Co-Authors: Teddy Salan1, Suresh Pallikkuth1, Denise Vidot1, Eva Widerstrom-Noga1, Robert Cook2
1University of Miami 2University of Florida

Despite the success of antiretroviral therapy (ART) in suppressing HIV and achieving virological control, chronic-inflammation and immune-activation persist in people living with HIV (PLWH). This plays a major role in causing HIV disease progression and developing non-AIDS comorbidities such as neuropathic pain, anxiety, depression, and cognitive dysfunction. Varying proportions of PLWH use medicinal or recreational marijuana (MJ) to alleviate these symptoms. The effects of MJ and its different routes of administration on the immune system, and brain structure and metabolism have not been investigated fully in PLWH. This cross-sectional study aims to characterize the effects of marijuana (MJ) and its routes of administration on the 1) metabolism, morphology, and neural circuits of the whole-brain, 2) systemic inflammation, and immune-cell phenotypes associated with activation, exhaustion and homing, and 3) pain and behavioral measures in HIV+/HIV- chronic MJ users (MJ+), compared to MJ-non-users (MJ-). A total of 128 subjects will be enrolled into four groups: MJ+HIV+ (n=48), MJ+HIV- (n=48), MJ-HIV+ (n=16) and MJ-HIV- (n=16). MJ users will be equally divided into those who smoke blunts, joints, or vape pens. A comprehensive MRI protocol will acquire diffusion kurtosis imaging (DKI) for evaluating brain white-matter neuronal integrity and gray-matter microstructural changes, whole-brain MR spectroscopic imaging (MRSI) for mapping metabolite concentrations as a measure of neuroinflammation and neuronal viability, and neuromelanin MRI, a proxy for dopamine, to investigate the effects of chronic MJ use on dopamine levels in the brain.

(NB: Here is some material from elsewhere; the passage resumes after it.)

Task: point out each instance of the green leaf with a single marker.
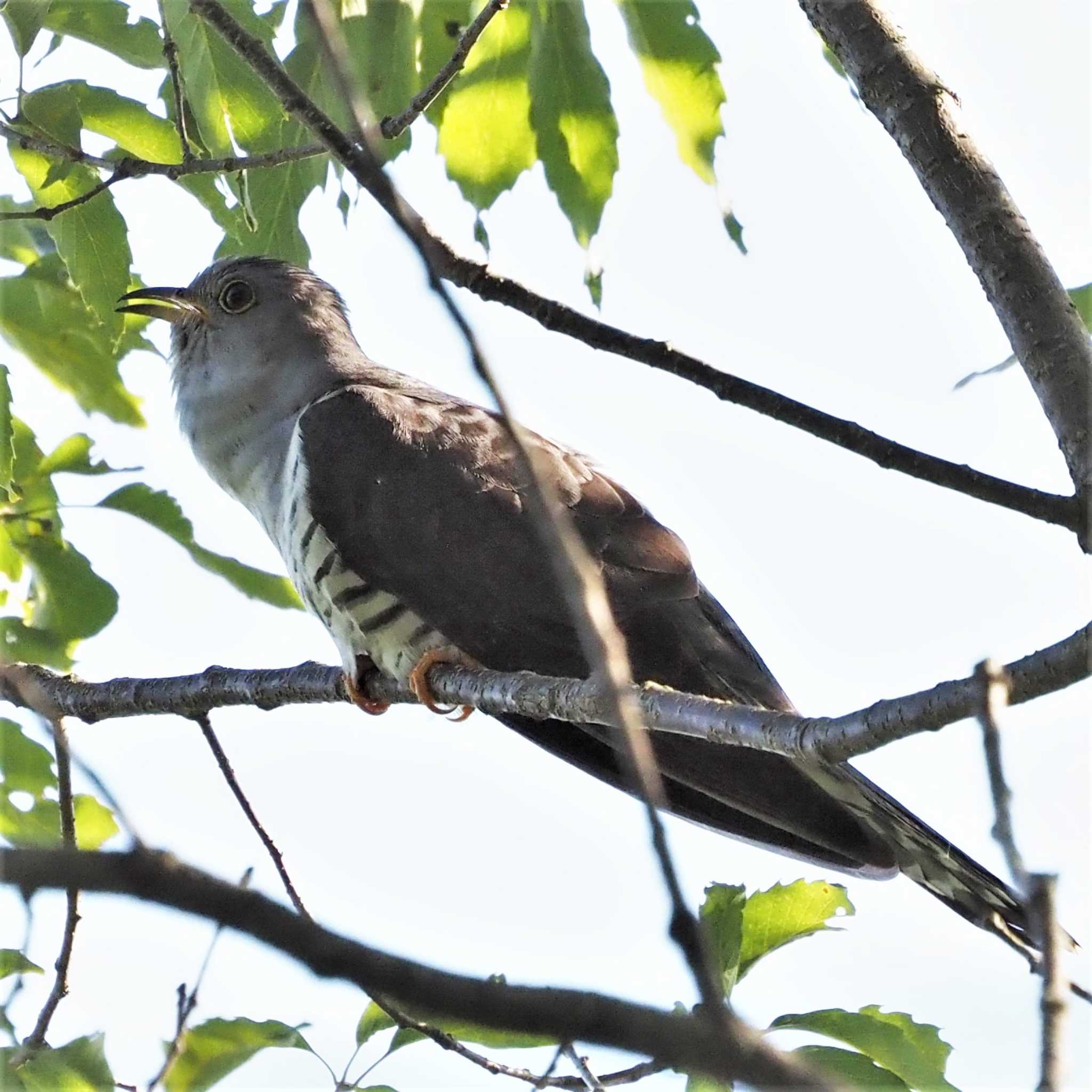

Blood-based measures will evaluate multiple plasma markers of immune activation, gut barrier disruption, and systemic inflammation. Taken together, these measures will allow us to establish relationships between peripheral immune activation and inflammation, CNS inflammation, and pain. Preliminary findings from our prior studies on HIV showed higher systemic inflammation and immune activation and brain metabolic and structural alterations in PLWH. For the present study, we hypothesize that MJ use will modulate the extent of these alterations, and that THC and CBD metabolites in blood will associate with brain-imaging and blood-based markers, and pain and behavioral measures in HIV+/HIV- MJ+ groups.